On September 28, 2016 when Hurricane Matthew hit, the AP Spanish students immediately knew they needed to step up to help the 800 victims. The hurricane lasted for ten days, affecting the countries of Cuba, Haiti, Jamaica, and Bahamas and southeast United States. The hurricane led to major damage, leaving many people without homes and basic everyday items. Seeing the effects Hurricane Matthew had on so many Spanish-speaking countries inspired teacher Rachel Morales and her AP Spanish students to help the victims. Morales and her first and seventh hour Spanish classes constructed a fundraiser to raise money for the victims.
“My first and seventh hour classes came up with pretty much everything,” Morales said. “They came up with #ACHSHurricaneMatthew for social media awareness, how we were going to collect the money and who was going to man the tables during the lunch hours.”
Money was collected during lunch hours in the commons and the ILC. After donating money, the students and staff filled out a piece of paper with their name under the words “Yo doné,” which translates to “I donated,” in Spanish. There were over 100 students and staff members documented who donated money to the fundraiser.

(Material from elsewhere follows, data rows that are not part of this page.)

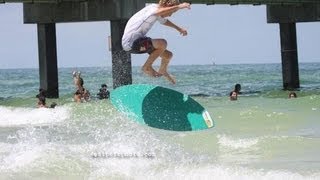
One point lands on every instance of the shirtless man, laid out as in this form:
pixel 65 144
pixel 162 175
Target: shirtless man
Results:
pixel 135 40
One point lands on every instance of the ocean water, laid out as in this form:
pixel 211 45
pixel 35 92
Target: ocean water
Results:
pixel 262 135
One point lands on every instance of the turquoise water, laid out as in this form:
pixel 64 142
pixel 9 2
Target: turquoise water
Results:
pixel 263 135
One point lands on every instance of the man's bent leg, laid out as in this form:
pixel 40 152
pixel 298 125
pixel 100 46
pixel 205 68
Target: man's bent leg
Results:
pixel 160 45
pixel 163 70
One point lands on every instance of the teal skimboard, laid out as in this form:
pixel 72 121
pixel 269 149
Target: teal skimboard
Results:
pixel 161 108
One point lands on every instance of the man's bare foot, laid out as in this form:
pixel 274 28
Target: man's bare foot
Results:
pixel 169 77
pixel 151 72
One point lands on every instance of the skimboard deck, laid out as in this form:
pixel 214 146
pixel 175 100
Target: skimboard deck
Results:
pixel 161 107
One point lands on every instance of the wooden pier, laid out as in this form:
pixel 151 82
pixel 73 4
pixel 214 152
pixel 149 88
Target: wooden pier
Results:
pixel 46 13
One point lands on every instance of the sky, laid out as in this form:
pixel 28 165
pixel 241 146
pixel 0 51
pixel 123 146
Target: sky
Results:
pixel 220 34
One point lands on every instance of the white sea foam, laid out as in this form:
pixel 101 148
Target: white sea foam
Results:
pixel 236 143
pixel 12 116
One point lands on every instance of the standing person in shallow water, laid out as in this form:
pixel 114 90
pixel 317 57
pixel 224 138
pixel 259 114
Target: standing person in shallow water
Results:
pixel 135 40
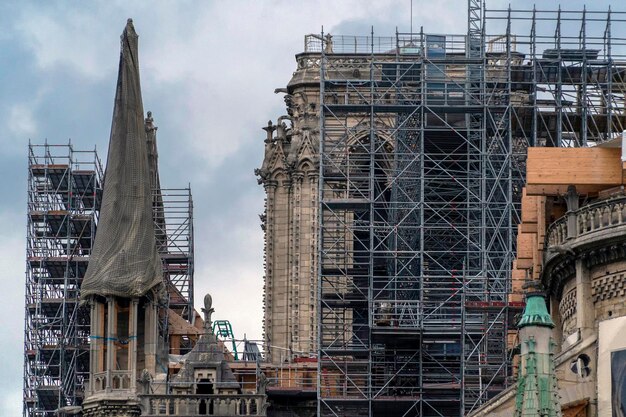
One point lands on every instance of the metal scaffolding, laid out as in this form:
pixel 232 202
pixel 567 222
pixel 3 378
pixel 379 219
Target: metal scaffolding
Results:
pixel 422 164
pixel 64 194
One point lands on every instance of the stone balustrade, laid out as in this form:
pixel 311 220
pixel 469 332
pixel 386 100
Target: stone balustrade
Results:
pixel 589 222
pixel 119 380
pixel 204 405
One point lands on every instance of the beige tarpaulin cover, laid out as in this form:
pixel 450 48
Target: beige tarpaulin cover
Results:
pixel 125 261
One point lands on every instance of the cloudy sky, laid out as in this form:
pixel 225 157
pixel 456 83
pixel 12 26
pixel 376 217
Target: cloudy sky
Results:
pixel 208 72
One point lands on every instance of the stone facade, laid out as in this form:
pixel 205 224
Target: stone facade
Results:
pixel 289 174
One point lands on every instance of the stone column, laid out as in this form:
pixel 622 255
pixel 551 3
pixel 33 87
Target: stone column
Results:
pixel 296 312
pixel 151 337
pixel 313 223
pixel 585 314
pixel 571 199
pixel 270 190
pixel 111 336
pixel 95 342
pixel 132 343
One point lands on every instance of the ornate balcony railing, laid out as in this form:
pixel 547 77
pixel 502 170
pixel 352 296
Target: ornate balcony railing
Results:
pixel 119 380
pixel 205 405
pixel 585 224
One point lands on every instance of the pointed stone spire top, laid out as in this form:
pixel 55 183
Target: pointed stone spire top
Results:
pixel 124 261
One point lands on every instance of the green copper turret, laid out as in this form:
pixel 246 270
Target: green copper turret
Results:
pixel 537 391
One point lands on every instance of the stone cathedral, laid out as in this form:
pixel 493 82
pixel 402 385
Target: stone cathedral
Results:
pixel 289 174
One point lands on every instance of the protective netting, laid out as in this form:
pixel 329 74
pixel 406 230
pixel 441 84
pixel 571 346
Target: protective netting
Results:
pixel 125 261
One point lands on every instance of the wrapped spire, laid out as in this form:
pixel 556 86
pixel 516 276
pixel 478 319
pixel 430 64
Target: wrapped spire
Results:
pixel 125 261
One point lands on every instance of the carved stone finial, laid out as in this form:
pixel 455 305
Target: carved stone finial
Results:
pixel 149 122
pixel 208 302
pixel 270 128
pixel 208 310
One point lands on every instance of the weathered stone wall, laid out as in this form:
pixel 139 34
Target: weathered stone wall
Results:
pixel 567 309
pixel 289 174
pixel 609 291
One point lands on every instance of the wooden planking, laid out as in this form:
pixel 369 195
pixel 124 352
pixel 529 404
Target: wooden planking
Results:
pixel 529 207
pixel 551 170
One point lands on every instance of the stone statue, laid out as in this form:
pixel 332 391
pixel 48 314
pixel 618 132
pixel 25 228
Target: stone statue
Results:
pixel 150 122
pixel 208 310
pixel 263 382
pixel 145 379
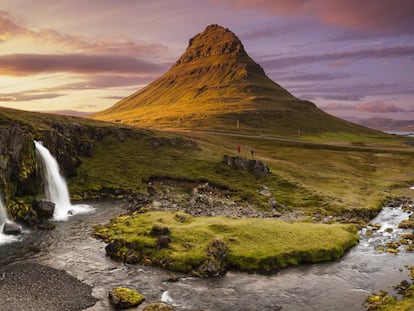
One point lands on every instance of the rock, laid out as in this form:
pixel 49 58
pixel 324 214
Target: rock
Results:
pixel 163 241
pixel 11 228
pixel 125 298
pixel 112 249
pixel 215 264
pixel 158 230
pixel 44 208
pixel 256 166
pixel 158 306
pixel 172 278
pixel 151 190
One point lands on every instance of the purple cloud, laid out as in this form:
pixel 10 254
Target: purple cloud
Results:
pixel 289 61
pixel 10 28
pixel 27 96
pixel 24 64
pixel 372 107
pixel 375 15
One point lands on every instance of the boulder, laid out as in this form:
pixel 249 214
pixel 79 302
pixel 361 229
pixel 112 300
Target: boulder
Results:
pixel 44 208
pixel 125 298
pixel 215 264
pixel 163 241
pixel 158 306
pixel 256 166
pixel 158 229
pixel 11 228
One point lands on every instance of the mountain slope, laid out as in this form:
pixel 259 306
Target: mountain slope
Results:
pixel 216 85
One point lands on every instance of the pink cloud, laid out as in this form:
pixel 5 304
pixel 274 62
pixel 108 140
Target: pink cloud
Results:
pixel 377 107
pixel 23 64
pixel 11 28
pixel 372 107
pixel 388 15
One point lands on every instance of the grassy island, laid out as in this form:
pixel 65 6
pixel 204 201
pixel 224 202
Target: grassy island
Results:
pixel 179 242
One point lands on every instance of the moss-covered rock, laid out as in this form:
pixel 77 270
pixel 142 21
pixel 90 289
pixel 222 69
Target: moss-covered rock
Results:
pixel 209 246
pixel 125 298
pixel 158 306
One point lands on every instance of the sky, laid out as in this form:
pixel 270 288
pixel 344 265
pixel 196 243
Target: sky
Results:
pixel 352 58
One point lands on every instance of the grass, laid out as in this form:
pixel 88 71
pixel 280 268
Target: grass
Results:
pixel 254 244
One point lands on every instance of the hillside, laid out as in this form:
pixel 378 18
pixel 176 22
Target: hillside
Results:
pixel 216 85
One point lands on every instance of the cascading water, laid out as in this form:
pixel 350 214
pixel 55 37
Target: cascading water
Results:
pixel 4 238
pixel 3 215
pixel 56 189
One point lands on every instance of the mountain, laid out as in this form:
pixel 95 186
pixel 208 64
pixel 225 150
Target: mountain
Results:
pixel 216 85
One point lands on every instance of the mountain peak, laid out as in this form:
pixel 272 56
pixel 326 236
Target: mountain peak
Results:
pixel 216 85
pixel 214 40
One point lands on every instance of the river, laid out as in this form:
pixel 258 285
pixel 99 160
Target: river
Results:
pixel 339 285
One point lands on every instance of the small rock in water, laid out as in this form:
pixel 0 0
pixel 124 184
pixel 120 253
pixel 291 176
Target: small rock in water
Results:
pixel 125 298
pixel 11 228
pixel 158 306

Claire Holsten, a student in Morales’s first hour class, played a big part in the fundraiser.
“I made the jars for the library and the commons,” Holsten said. “On top of that, I spread the word to my teachers and classmates. There were a lot of students who only donated a few cents, but every penny counts.”
Over the span of a week, both Spanish classes raised $737, blowing their original goal of $150 out of the water.
“It made me really proud,” Holsten said. “It was awesome to see the amount of people feeling good about contributing to such a great cause.”
The money was donated to Global Giving, a foundation that focuses on helping worldwide disasters. Global Giving set up a separate fund for Hurricane Matthew, and has raised over $243,000 so far. Global Giving has a goal of raising $1,000,000 for the victims.
Nick Brnot, a seventh hour AP Spanish student, believes it is extremely important to continue helping the victims of the hurricane.
“The countries affected really need our help,” Brnot said. “Even without the Hurricane, Haiti had little to nothing. They need our assistance now more than ever.”